When Brad and Lois adopted their first child in 1957, they were told by Children’s Services of Cleveland that the adoption was confidential and that all records pertaining to the adoption would be sealed. Brad wanted to be sure that was the case. He went to the Bureau of Vital Statistics, gave his son’s name, and asked to see his birth certificate, never revealing his relationship to the child. The clerk handed him the boy’s two birth certificates—original and amended—paper-clipped together. The clerk had done nothing wrong; at that time, Ohio had one of the most lenient laws in the country pertaining to records. Anyone could request a copy of another person’s legal documents, even if he was not related to that person.

The experiment scared Brad. He could have been a reporter asking to see the birth certificate; he could have been a birth relative. He rallied some of the other adoptive fathers he knew and worked with them on drafting the language of a bill that would seal adoption records from the prying eyes of the public, while permitting a judge to open the records to adult adoptees showing good cause.

He’d never intended to keep adult adoptees from their own records, but he’d done exactly that. At the time, he simply hadn’t thought about what his children might want to know when they grew up. In the early 1960s, reunions were unheard of and the concept of open adoption didn’t exist. Brad’s intention was to protect adoptees and adoptive parents. 

Brad realized that he’d made a terrible mistake. He offered to do whatever he could to help Betsie and Adoption Network Cleveland with their efforts to revise the law. In 1994, he testified before the Human Resources Committee of the Ohio House of Representatives in support of a bill “to equalize access to birth records for adult adoptees.” In his testimony, he explained some of his feelings around the time he drafted the original bill:

"I did not want any and all members of the general public to have access to my children’s birth records . . . We must be honest in recognizing that the 1964 law was created mostly out of concerns felt by adoptive parents."
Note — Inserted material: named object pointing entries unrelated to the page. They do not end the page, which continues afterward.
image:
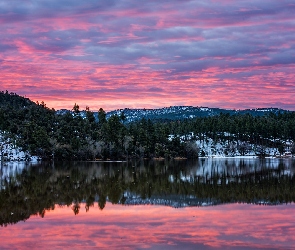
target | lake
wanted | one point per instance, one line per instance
(204, 204)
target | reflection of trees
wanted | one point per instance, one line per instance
(40, 188)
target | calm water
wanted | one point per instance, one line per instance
(206, 204)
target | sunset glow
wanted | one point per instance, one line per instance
(135, 227)
(149, 54)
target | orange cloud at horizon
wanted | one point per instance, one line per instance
(149, 55)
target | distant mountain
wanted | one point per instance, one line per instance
(179, 112)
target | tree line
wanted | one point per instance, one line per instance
(72, 136)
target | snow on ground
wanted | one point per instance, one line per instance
(10, 152)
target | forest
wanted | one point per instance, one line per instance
(48, 134)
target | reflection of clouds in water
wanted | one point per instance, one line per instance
(128, 227)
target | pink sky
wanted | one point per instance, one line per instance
(142, 227)
(149, 54)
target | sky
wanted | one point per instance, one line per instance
(231, 226)
(149, 54)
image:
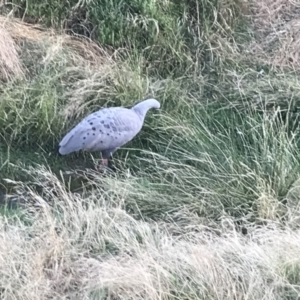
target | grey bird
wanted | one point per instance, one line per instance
(107, 129)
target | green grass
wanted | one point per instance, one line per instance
(202, 204)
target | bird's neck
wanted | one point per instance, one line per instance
(141, 110)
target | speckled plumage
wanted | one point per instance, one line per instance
(107, 129)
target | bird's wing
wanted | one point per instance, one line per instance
(107, 128)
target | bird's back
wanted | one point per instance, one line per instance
(108, 128)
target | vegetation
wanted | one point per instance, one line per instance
(204, 203)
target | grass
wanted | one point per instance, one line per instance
(203, 203)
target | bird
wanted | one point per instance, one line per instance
(107, 129)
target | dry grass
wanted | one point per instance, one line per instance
(10, 64)
(277, 25)
(209, 209)
(88, 247)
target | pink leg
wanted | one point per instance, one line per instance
(104, 161)
(101, 167)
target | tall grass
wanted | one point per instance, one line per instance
(202, 204)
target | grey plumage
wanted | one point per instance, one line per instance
(107, 129)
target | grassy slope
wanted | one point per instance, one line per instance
(220, 159)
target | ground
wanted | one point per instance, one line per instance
(203, 203)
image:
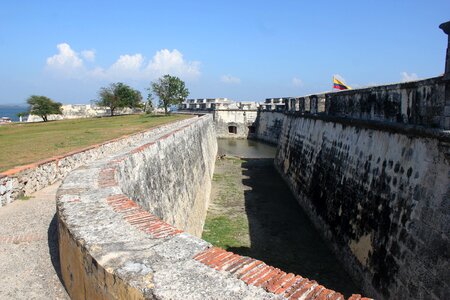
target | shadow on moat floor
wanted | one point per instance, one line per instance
(53, 247)
(281, 234)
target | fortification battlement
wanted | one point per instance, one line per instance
(112, 246)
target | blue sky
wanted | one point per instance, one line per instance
(243, 50)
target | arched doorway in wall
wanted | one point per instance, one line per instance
(232, 129)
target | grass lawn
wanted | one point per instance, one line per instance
(24, 143)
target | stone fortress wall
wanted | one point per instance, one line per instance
(116, 233)
(78, 111)
(371, 168)
(27, 179)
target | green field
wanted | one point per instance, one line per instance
(24, 143)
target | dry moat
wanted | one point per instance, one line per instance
(253, 213)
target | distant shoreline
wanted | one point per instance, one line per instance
(11, 111)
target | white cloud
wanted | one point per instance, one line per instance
(66, 59)
(230, 79)
(297, 82)
(127, 66)
(409, 77)
(172, 62)
(340, 78)
(88, 55)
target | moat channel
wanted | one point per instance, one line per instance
(253, 213)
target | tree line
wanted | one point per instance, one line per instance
(170, 90)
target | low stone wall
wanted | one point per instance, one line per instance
(243, 120)
(418, 102)
(27, 179)
(379, 195)
(79, 111)
(116, 233)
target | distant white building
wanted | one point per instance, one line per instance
(217, 104)
(78, 111)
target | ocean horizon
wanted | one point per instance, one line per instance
(11, 111)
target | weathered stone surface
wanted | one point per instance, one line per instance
(243, 120)
(269, 126)
(419, 103)
(27, 179)
(78, 111)
(381, 198)
(113, 248)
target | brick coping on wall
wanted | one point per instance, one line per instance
(76, 194)
(18, 169)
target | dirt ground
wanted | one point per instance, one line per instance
(253, 213)
(29, 259)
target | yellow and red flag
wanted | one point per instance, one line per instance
(337, 84)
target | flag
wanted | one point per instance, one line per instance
(337, 84)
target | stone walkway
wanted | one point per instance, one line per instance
(29, 248)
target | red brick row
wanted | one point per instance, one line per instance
(106, 178)
(20, 238)
(273, 280)
(140, 218)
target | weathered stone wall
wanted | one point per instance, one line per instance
(172, 178)
(418, 102)
(243, 120)
(79, 111)
(27, 179)
(380, 197)
(269, 125)
(111, 247)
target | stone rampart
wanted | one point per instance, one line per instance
(269, 125)
(27, 179)
(117, 235)
(418, 102)
(379, 194)
(243, 122)
(79, 111)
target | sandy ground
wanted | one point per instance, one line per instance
(29, 262)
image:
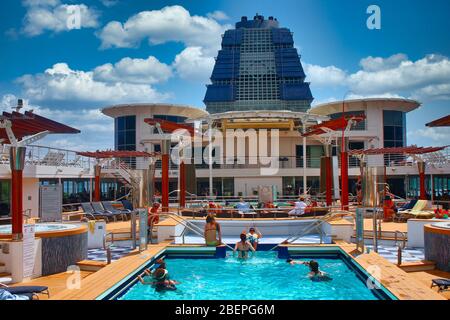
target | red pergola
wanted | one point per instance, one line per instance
(332, 125)
(29, 123)
(412, 151)
(108, 154)
(442, 122)
(340, 124)
(170, 127)
(20, 126)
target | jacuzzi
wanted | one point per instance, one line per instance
(63, 244)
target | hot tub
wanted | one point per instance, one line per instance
(63, 244)
(437, 244)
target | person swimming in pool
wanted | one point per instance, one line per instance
(243, 247)
(212, 231)
(160, 264)
(253, 236)
(315, 273)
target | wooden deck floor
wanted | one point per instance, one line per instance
(56, 283)
(102, 280)
(402, 284)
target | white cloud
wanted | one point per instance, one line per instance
(439, 136)
(140, 71)
(61, 83)
(51, 15)
(171, 23)
(324, 76)
(373, 64)
(193, 64)
(109, 3)
(408, 75)
(425, 79)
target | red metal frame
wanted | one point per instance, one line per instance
(182, 195)
(29, 124)
(107, 155)
(165, 182)
(16, 202)
(412, 150)
(23, 125)
(171, 127)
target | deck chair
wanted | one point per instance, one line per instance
(97, 206)
(442, 284)
(124, 213)
(27, 290)
(53, 158)
(87, 208)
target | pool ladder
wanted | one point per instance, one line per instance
(107, 247)
(188, 226)
(400, 246)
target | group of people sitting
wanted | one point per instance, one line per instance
(213, 237)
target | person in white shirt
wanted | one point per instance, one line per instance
(299, 208)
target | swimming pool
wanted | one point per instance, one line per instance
(262, 277)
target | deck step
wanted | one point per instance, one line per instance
(423, 265)
(91, 265)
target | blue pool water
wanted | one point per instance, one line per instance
(262, 277)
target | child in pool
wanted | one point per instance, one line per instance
(315, 273)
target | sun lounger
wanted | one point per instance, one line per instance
(89, 210)
(97, 206)
(124, 213)
(28, 291)
(442, 284)
(23, 290)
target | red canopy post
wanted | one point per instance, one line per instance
(17, 161)
(165, 149)
(328, 176)
(344, 175)
(20, 126)
(97, 185)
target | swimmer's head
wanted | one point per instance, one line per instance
(314, 266)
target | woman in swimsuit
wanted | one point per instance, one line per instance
(253, 237)
(243, 247)
(212, 230)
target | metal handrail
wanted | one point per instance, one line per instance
(192, 228)
(400, 247)
(108, 247)
(315, 225)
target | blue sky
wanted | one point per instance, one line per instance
(163, 51)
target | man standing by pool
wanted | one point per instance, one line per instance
(299, 208)
(242, 206)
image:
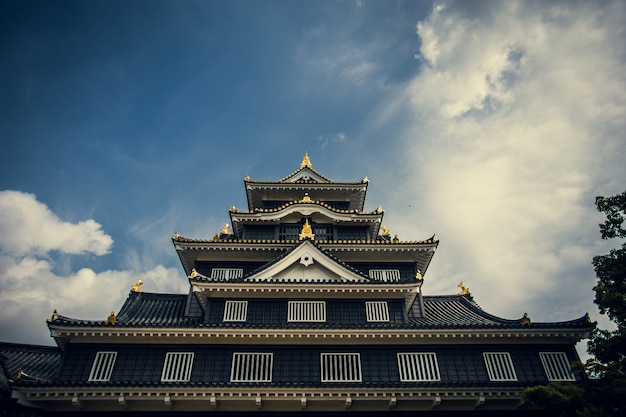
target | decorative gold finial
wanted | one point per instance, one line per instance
(307, 231)
(112, 319)
(135, 287)
(306, 161)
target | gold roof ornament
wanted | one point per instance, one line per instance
(306, 161)
(112, 319)
(307, 231)
(136, 286)
(464, 288)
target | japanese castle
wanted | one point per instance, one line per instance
(305, 304)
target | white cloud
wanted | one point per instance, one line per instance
(31, 290)
(29, 227)
(519, 123)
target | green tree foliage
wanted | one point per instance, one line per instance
(604, 394)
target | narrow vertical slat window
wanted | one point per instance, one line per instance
(377, 311)
(416, 367)
(177, 367)
(385, 275)
(557, 366)
(306, 311)
(499, 366)
(340, 367)
(235, 311)
(102, 366)
(251, 367)
(226, 274)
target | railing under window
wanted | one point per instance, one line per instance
(499, 366)
(385, 275)
(226, 274)
(251, 367)
(306, 311)
(416, 367)
(102, 366)
(177, 367)
(340, 367)
(557, 366)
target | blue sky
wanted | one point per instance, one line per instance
(492, 124)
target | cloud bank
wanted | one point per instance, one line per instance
(30, 289)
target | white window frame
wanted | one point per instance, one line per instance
(102, 367)
(340, 367)
(385, 275)
(235, 311)
(177, 367)
(377, 311)
(557, 366)
(251, 367)
(499, 366)
(306, 311)
(418, 366)
(226, 274)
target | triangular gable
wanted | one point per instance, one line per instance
(307, 263)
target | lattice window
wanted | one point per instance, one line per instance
(177, 367)
(102, 366)
(306, 311)
(499, 366)
(415, 367)
(251, 367)
(385, 275)
(235, 311)
(557, 366)
(341, 367)
(377, 311)
(226, 274)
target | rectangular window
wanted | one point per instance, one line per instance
(102, 366)
(377, 311)
(306, 311)
(385, 275)
(251, 367)
(416, 367)
(499, 366)
(235, 311)
(177, 367)
(557, 366)
(226, 274)
(341, 367)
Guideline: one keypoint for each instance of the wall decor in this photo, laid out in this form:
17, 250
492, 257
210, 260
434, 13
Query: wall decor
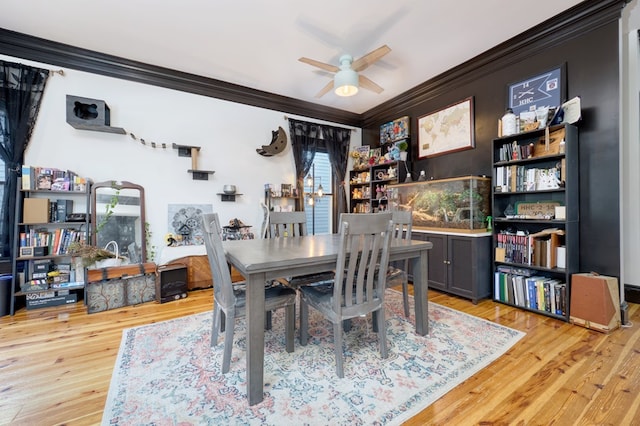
277, 145
546, 89
450, 129
184, 220
395, 130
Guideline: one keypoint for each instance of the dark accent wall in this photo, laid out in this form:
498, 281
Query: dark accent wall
585, 38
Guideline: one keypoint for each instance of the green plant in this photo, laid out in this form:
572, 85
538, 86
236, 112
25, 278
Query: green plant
151, 249
113, 202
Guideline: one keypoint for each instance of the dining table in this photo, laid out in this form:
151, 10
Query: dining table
262, 260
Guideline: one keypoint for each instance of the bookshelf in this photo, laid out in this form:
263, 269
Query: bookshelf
48, 221
368, 186
535, 205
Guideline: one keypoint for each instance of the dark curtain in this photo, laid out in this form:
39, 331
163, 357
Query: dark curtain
21, 89
336, 142
304, 143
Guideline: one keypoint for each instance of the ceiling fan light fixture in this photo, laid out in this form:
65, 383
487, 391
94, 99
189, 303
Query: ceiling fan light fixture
346, 82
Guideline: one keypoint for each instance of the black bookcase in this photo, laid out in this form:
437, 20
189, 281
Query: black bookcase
535, 205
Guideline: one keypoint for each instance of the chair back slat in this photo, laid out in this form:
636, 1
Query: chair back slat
364, 249
289, 224
222, 284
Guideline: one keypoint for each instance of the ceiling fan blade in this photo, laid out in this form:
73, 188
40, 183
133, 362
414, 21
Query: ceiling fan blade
366, 83
321, 65
325, 89
371, 57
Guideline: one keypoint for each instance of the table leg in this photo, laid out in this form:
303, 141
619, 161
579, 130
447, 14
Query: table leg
255, 338
420, 289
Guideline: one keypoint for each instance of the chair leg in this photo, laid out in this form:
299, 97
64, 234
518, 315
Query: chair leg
304, 323
405, 296
228, 342
382, 331
267, 321
337, 341
290, 319
216, 324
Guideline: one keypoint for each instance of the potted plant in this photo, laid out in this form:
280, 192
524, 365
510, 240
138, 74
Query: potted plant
403, 146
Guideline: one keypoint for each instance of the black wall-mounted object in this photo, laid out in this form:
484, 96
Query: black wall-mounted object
90, 114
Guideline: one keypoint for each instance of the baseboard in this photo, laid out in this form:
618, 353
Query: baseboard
631, 294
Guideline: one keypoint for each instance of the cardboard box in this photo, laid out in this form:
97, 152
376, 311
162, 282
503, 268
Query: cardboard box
35, 210
595, 302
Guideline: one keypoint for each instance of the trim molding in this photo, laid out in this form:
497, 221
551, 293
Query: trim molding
584, 17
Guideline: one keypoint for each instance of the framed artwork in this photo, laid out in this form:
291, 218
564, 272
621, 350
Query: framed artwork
395, 130
450, 129
546, 89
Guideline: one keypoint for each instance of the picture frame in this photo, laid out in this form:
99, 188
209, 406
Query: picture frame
544, 89
447, 130
394, 131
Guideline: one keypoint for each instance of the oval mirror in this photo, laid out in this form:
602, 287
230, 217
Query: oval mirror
118, 216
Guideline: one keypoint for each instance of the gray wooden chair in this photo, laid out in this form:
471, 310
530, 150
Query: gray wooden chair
402, 224
357, 288
230, 298
293, 224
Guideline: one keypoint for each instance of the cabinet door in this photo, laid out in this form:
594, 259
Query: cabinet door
469, 267
438, 258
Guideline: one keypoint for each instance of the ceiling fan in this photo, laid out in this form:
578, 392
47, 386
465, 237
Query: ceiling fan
347, 80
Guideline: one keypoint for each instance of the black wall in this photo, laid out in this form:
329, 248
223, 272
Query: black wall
587, 44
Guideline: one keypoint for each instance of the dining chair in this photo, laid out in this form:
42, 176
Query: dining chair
402, 224
230, 298
293, 224
357, 288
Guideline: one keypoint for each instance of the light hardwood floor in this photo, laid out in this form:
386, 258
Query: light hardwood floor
56, 364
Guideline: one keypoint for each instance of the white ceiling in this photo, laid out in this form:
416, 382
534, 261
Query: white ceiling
257, 43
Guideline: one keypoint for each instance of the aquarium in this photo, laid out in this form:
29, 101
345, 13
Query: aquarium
460, 204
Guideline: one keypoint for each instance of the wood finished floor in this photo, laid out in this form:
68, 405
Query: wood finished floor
56, 364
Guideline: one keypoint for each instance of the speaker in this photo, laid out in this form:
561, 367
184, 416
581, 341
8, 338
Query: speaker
595, 302
171, 283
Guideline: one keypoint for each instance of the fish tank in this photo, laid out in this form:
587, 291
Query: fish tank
460, 204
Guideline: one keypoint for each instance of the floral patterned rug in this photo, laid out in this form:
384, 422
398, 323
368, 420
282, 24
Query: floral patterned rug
167, 373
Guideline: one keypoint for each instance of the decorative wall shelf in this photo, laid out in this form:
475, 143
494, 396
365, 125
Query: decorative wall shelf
227, 197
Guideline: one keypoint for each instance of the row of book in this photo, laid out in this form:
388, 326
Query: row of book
521, 179
544, 248
57, 241
515, 151
44, 178
532, 292
49, 275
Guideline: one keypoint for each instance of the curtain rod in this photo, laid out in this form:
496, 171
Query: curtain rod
353, 129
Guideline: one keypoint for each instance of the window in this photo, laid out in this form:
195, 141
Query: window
320, 212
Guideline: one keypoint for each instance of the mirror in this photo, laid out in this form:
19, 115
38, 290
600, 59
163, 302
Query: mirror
118, 215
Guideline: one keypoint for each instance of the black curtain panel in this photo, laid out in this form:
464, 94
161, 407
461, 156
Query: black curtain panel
21, 89
304, 142
337, 141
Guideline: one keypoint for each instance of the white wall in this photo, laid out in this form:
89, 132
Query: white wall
228, 134
629, 146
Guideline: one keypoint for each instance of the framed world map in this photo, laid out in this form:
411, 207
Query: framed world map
450, 129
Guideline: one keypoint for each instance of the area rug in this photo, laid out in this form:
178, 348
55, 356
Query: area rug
167, 374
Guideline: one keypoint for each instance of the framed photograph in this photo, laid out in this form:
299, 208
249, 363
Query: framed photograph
394, 131
545, 89
450, 129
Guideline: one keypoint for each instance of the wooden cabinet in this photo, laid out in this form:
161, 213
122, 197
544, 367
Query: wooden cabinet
459, 264
536, 219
He also described his change of heart regarding the law he helped create:

"In doing what I did on this 1960s legislation, I was unable to see the impact this would have on my adopted children when they became adults . . . I now recognize that closing those birth records to adoptees whose adoptions were finalized after January 1, 1964 was a grave mistake . . . there was not sufficient attention given to what happens when the adoptive child grows up and needs to know his or her genetic medical history or when the adult adoptee develops an undeniable yearning to know what his or her roots are."


Unfortunately, his testimony wasn’t enough. The bill died in committee.

Two more years passed before a level of legislative success regarding adoption records was achieved in Ohio. In 1996, a bill was passed that opened records for adoptees from 1996 forward, which was a victory for future adoptions but also created a distinct class of disenfranchised adoptees in Ohio—those adopted between 1964 and 1996, whose records remain sealed. 

Those adoptees now have hope that they, too, will soon be able to receive their original birth certificates. Two bills to restore access for adults adopted between 1964 and 1996 are concurrently making their way through the Ohio legislature this session—House Bill 61 and Senate Bill 23. Unsurprisingly, Betsie Norris is once again leading the charge. She testified to the House Judiciary Committee on March 13, 2013, mentioning her father’s change of heart regarding the law he crafted: 

"When watching what we were going through on this issue in the early 1990s, he [Brad Norris] realized that his efforts had led to the sealing of the record to the adult adoptee as well as the general public —an unintended consequence of the action taken by adoptive parents . . . . Sadly, my dad passed away in 2006, otherwise he would be here today to present this testimony to you personally."

Betsie Norris continues to fight for the rights of all Ohio adoptees.